Van Engelen replaced Ben Colgan, who was one of the personalities in the documentary later killed by snipers.
Van Engelen happened to be profiled in the Time Magazine Person of the Year issue in December 2003 — and was subsequently shot in the head by snipers and survived. His story is here. He was quiet, with his fiance, and we didn’t talk all that much,. However, I learned enough from him that he felt it was very important for Americans to see the reality of what our troops are living with in Iraq and what sacrifices they are making — as we watch in comfort our favorite weekly sitcoms.
Jonathan Powers was amazing though — and eloquent.

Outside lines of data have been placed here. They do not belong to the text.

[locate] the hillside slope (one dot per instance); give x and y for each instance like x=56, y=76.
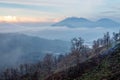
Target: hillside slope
x=102, y=67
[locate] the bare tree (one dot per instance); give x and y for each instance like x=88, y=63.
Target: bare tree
x=77, y=47
x=48, y=62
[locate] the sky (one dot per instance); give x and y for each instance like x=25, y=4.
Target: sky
x=56, y=10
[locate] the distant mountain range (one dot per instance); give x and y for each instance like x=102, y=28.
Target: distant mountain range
x=19, y=48
x=74, y=22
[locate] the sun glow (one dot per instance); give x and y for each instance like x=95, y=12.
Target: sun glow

While “Wilf” whom I noted above commented that he might just end up as President one day (and he has the charisma to possibly pull off something like that), Powers does have a good sense of politics — and is exactly the opposite of Director Michael Tucker when it comes to the question of politics and war.
Powers wants politics in it — and wants the politicians, the pundits, and the thinkers and journalists to be there on the front line so that the political calculus that created the environment at Gunner Palace gets the feed-back of both the good and the bad of what these military men and women are experiencing.
He made the very good point that on the same day that there was a bombing with dozens killed — that story ended up buried in the paper whereas the front page of USA Today featured how much money Americans were spending dressing up their pets.
Powers was also brazen and said something very important at the end of the evening — just before we broke up the public part of the event and went to a local bar. He seemed angry about the financial scandals regarding the lost $9 billion. He said we shouldn’t be fighting and wasting energy about Social Security reform. We should be dealing with real issues.
The issue he said mattered was that the missing $9 billion wasn’t missing at all. He said that he had had a lot to do with financial management issues and the distribution of money in Baghdad — and CPA and the military knew exactly where that money went and into whose hands. They were shoveling it out to the people American authorities wanted to have it.
I think Captain Powers has some interesting and potentially legally important stories to tell.
I recommend watching the documentary. It’s the most real depiction I’ve yet seen of what this war and occupation really look like.